I have been turning away business because I do not have a machine. Thinking this may be a good winter project to learn. I am looking for a good used machine to start. what should I look for?

are any of these machines good or still serviceable if something goes wrong?

Prodigi Industrial Embroidery Machine 1202
EMP 6 Embroidery Machine
Meistergram 15 needle

any input would be helpful.


----------



## tfalk (Apr 3, 2008)

The EMP6 is essentially the same as a Brother PR600, just different fonts built in. It's a 12+ year old machine but they are pretty bulletproof, all depends on price and stitch count. They are very easy to learn and if you only use the hoops that come originally with the machine, you pretty much can't get into trouble with them. I had 2 PR600's, one had 65 million stitches on it, the other had 50K+ and they ran perfectly. We upgraded to the newer 10 needle machines otherwise I would still be running them today.

Not familiar with the others.


----------



## DaveSehl (Oct 28, 2014)

Thank you for your information!
Dave


----------



## scoobylyn (Jun 2, 2015)

DaveSehl said:


> I have been turning away business because I do not have a machine. Thinking this may be a good winter project to learn. I am looking for a good used machine to start. what should I look for?
> 
> are any of these machines good or still serviceable if something goes wrong?
> 
> ...


Have a look at the Happy Voyager. Really good semi industrial machine, 12 needles, 12x12 sewing field. Streets better than the Brother PR and I speak from experience 

Sent from my G3221 using Tapatalk


----------



## Lees Custom (Mar 1, 2013)

For the prices you would pay, look for Tajima. They are the industry leader, so parts and mechanics are rampant and they are easy to operate. 

Personally I use old 90's Brothers (even just buying them in 2016) because I know the machines and how to fix them and got good deals, although IMO most machines are very similar. 
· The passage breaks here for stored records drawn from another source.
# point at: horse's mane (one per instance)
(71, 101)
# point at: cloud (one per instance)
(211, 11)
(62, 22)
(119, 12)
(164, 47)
The company I used to work for ran various machines, but the owner only really knew the Brothers. For that reason, the SWF and Tajima were left off. The Happy was not even plugged in or in a location it could be run, so I do not know if it even worked. I ran the SWF and Tajima after about 3 months of experience running the Brothers and was able to fix the common issues with them (needle depth, timing, needle selector issues (I know on brother this is N Case, not sure what they call it on the other two to be honest)). 

I love the way SWFs sew, but they are a bit more convoluted in my experience to run than Tajima and Brother as the old Brother machines are basically Tajimas.


----------



## austitch (Nov 8, 2017)

DaveSehl said:


> I have been turning away business because I do not have a machine. Thinking this may be a good winter project to learn. I am looking for a good used machine to start. what should I look for?
> 
> are any of these machines good or still serviceable if something goes wrong?
> 
> ...


So all the machines you have looked at are vertically copy machines from china they are nearly all based on a tajima why because tajimas are now made in china the machine may be engineered in japan but the rest is a sourced parts product then assembled just out side shanghai.

So alot of what you see in Chinese machines is based on their platform you can get a chinese machine to work for you just you need a good tech close by as they will inevertably need more maintenance.

If you want a machine that is near bomb proof buy a ZSK they are the original manufacturer of embroidery machines and the market technological leader and have a 140 year history alot of the new ideas on the presser foot heights raising and lowering has been patented in their machines for 20 years they are the best on caps along side barudan and to be honest bang for buck its barudan or zsk

Sent from my SM-G900I using Tapatalk


----------